Questions: Regression Diagnostics and Residual Analysis
5 questions to test your understanding
Score: 0 / 5
Question 1 Multiple Choice
You fit a linear regression and examine the residuals vs. fitted plot. The residuals form a fan shape — small near low fitted values and large near high fitted values. What assumption is violated, and what is the appropriate response?
ALinearity is violated; add a polynomial term to the model
BHomoscedasticity is violated; use robust standard errors or transform the response
CIndependence is violated; use a time-series model
DNormality is violated; use a non-parametric regression
A fan or funnel shape in the residuals vs. fitted plot is the signature of heteroscedasticity — the error variance grows with the fitted value rather than remaining constant. Remedies include robust standard errors, a variance-stabilizing transformation (e.g., log of the response), or weighted least squares. A curved pattern — not a fan — would indicate nonlinearity. Each plot pattern corresponds to a specific violated assumption.
Question 2 Multiple Choice
An observation has predictor values far from the center of the data (high leverage) but a residual very close to zero. What is its likely effect on the regression?

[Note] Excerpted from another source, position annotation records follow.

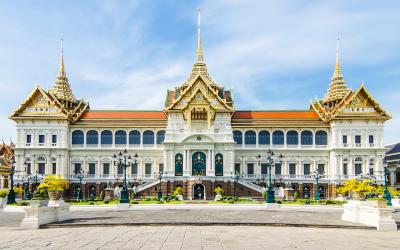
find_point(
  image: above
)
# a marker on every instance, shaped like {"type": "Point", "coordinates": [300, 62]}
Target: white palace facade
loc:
{"type": "Point", "coordinates": [200, 140]}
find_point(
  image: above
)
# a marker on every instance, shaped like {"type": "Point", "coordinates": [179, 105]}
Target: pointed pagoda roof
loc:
{"type": "Point", "coordinates": [61, 89]}
{"type": "Point", "coordinates": [199, 66]}
{"type": "Point", "coordinates": [337, 88]}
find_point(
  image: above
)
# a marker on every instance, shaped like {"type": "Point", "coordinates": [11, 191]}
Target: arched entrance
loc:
{"type": "Point", "coordinates": [199, 163]}
{"type": "Point", "coordinates": [199, 192]}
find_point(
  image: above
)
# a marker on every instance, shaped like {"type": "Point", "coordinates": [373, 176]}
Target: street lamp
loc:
{"type": "Point", "coordinates": [386, 175]}
{"type": "Point", "coordinates": [11, 193]}
{"type": "Point", "coordinates": [271, 160]}
{"type": "Point", "coordinates": [124, 160]}
{"type": "Point", "coordinates": [159, 176]}
{"type": "Point", "coordinates": [317, 175]}
{"type": "Point", "coordinates": [80, 175]}
{"type": "Point", "coordinates": [237, 177]}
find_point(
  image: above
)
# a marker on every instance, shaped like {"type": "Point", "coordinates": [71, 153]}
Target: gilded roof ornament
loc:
{"type": "Point", "coordinates": [337, 88]}
{"type": "Point", "coordinates": [61, 89]}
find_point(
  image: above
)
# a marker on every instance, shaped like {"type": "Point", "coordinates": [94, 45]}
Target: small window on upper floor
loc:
{"type": "Point", "coordinates": [28, 138]}
{"type": "Point", "coordinates": [371, 139]}
{"type": "Point", "coordinates": [344, 140]}
{"type": "Point", "coordinates": [41, 139]}
{"type": "Point", "coordinates": [54, 139]}
{"type": "Point", "coordinates": [357, 139]}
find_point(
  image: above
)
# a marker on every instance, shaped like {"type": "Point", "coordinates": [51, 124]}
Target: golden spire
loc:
{"type": "Point", "coordinates": [62, 70]}
{"type": "Point", "coordinates": [61, 89]}
{"type": "Point", "coordinates": [199, 53]}
{"type": "Point", "coordinates": [337, 88]}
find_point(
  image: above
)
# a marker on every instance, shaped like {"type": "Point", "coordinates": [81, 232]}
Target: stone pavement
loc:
{"type": "Point", "coordinates": [206, 215]}
{"type": "Point", "coordinates": [197, 237]}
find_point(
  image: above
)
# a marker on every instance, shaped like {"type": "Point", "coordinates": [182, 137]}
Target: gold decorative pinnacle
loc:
{"type": "Point", "coordinates": [61, 89]}
{"type": "Point", "coordinates": [337, 88]}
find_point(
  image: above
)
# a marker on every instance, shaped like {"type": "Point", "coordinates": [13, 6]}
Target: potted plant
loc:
{"type": "Point", "coordinates": [56, 186]}
{"type": "Point", "coordinates": [3, 197]}
{"type": "Point", "coordinates": [178, 193]}
{"type": "Point", "coordinates": [219, 192]}
{"type": "Point", "coordinates": [40, 196]}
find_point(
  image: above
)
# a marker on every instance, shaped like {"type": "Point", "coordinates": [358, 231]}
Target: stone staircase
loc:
{"type": "Point", "coordinates": [146, 185]}
{"type": "Point", "coordinates": [252, 186]}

AIt is highly influential and will distort the coefficient estimates
BIt will inflate standard errors for all coefficients
CIt will likely have minimal distorting influence despite its unusual predictor position
DIt should be removed because high-leverage points are always problematic
High leverage measures how unusual an observation's predictor values are — it captures potential for influence. But actual influence requires both high leverage AND a large residual. An observation that fits the model well (small residual) exerts little pull on the fitted line even from an extreme position. Cook's distance formalizes this: it combines leverage and residual size into a single influence measure. A high-leverage, low-residual point can actually stabilize the fit by confirming the trend at the extremes.
Question 3 True / False
A Q-Q plot showing heavy-tailed deviations from the reference line indicates that OLS coefficient estimates are biased.
TTrue
FFalse
Answer: False
Heavy tails in the residuals violate the normality assumption, but OLS estimates remain unbiased — they are unbiased under any error distribution as long as the Gauss-Markov conditions hold. What suffers is inference: t-statistics and F-statistics rely on normality, so p-values and confidence intervals become unreliable with severe non-normality, especially in small samples. OLS is robust to mild normality departures in large samples by the Central Limit Theorem.
Question 4 True / False
A curved (bent) pattern in the residuals vs. fitted plot, rather than a random horizontal band, is evidence that the linearity assumption may be violated.
TTrue
FFalse
Answer: True
The residuals vs. fitted plot should show a structureless horizontal band centered at zero if the model is correctly specified. A systematic curve indicates that the mean of the residuals is not zero across the range of fitted values — the linear model is systematically over- or under-predicting in different regions. This is the visual signature of a nonlinear true relationship. Adding a polynomial term or transforming a predictor are the typical remedies.
Question 5 Short Answer
Why do regression diagnostics examine residuals (yᵢ − ŷᵢ) rather than the true errors εᵢ?
Think about your answer, then reveal below.
Model answer: The true errors εᵢ = yᵢ − Xᵢβ are unobservable because β (the true population coefficients) is unknown. Residuals substitute the estimated β̂ for the unknown β, making the errors observable. If the model assumptions hold, residuals approximate the true errors and should exhibit no systematic patterns.
Residuals are imperfect proxies — they are not independent (they sum to zero by construction) and are slightly compressed toward zero by the estimation process. This is why diagnostics sometimes use standardized or studentized residuals, which correct for the fact that each residual has different variance depending on its leverage. Despite these imperfections, residual plots are remarkably informative because patterns in residuals reflect patterns in the true errors.